I imagined him leaning against the door with his hand on the doorknob. Bare feet, grey trousers, his chest pale under the silk dressing gown. Despite the predicament we were in, I found myself growing aroused.

“Ja mein Liebling. Anything you desire, please, just let me in, bitte.”

The door opened. From my vantage point under the bed, I saw a pair of polished black shoes facing Wili’s bare feet. I heard a rather wet kiss followed by a hard slap. The black shoes stumbled backwards as if their owner had been pushed.

“Ach! You reek of that whore! Go wash!” exclaimed Wili.

“Anything, Wili, Schatz. And, after I am clean, you may punish your Max. I have been so very naughty.”

I didn’t know whether to gag or laugh at the thought of Wili spanking Max. I wondered if I’d seen Max in the cabaret the night before. His voice was a rumbling bass, nothing like the wheedling lisp of the master of ceremonies or Wili’s melodious baritone. His feet, from what I could see, were wide, stretching his shoes over the edge of the soles. I pictured a fat, greasy man, balding, in an ill-fitting dinner jacket. The door to the w.c. clicked shut and I could hear water running.

“Now!” whispered Wili. “Run!”

I rolled out from under the bed as fast I could, holding my shoes in one hand, my coat in the other. Wili pushed me towards the open door, pausing for the briefest moment to kiss me.

He winked. “See you in the stairwell. Be ready to run some more.”

He shut the door behind me and I raced to the stairwell. There was a landing a few steps down and I stopped there to put on my shoes and coat. I found a sock stuffed into the toe of one shoe but not its mate. Oh well, I thought. A sock was a small price to pay for what promised to be the most interesting morning of my life.

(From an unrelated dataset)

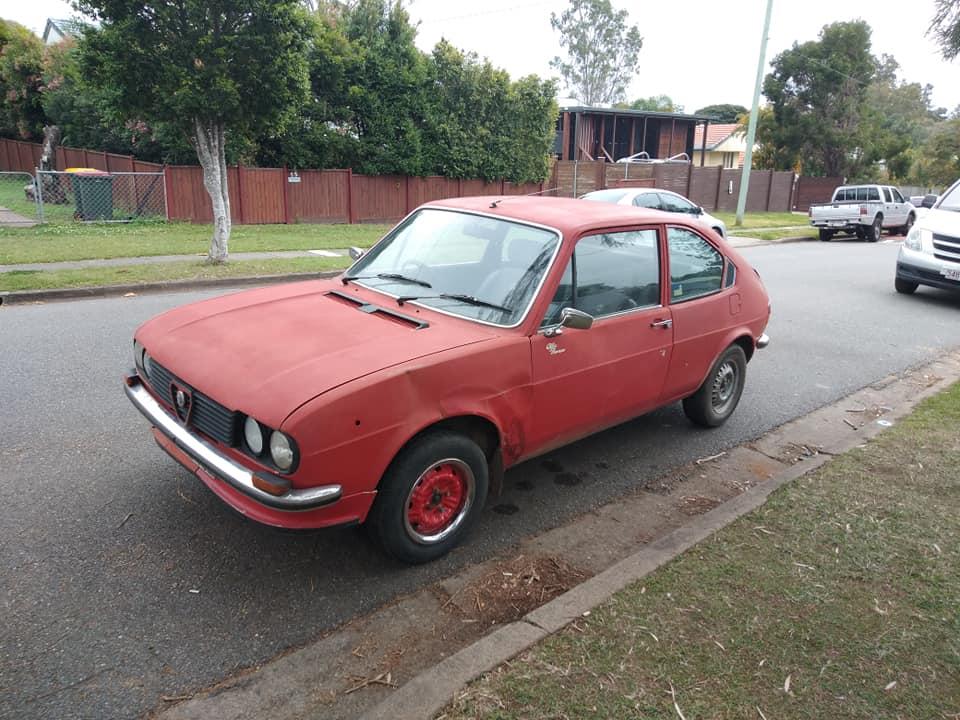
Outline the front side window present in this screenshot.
[344,208,560,327]
[542,230,660,326]
[667,227,723,303]
[633,193,660,210]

I could hear muffled sounds from the flat above, but nothing to help me understand what was happening. I had begun to worry that I’d been abandoned when I heard the door slam and Wili appeared in the hallway. His long legs made short work of the stairs between us and he grabbed my hand as he flew by.

“Quickly!” he exclaimed.

Together we raced down the stairs but instead of exiting through the door to the alley we’d used the night before, we ran down a dark corridor peppered with closed doors. We hurried through an open door at the end of the hall into a large room. One wall was covered with mirrors; glittery costumes hung on racks along the opposite wall. This was a dressing room for the cabaret performers. Wili reached under a table covered with pots of makeup and brushes to retrieve a valise and violin case.

“All set,” he said. “An earlier exit than planned, but we can retrieve your belongings on the way to breakfast and then we are off to the Nollendorffstraße. No harm done.”

I stared at him.

“What about--” I began.

“Max?” he replied. “No worries there. He’s a bit tied up for the moment. He won’t be bothering anyone for some time.”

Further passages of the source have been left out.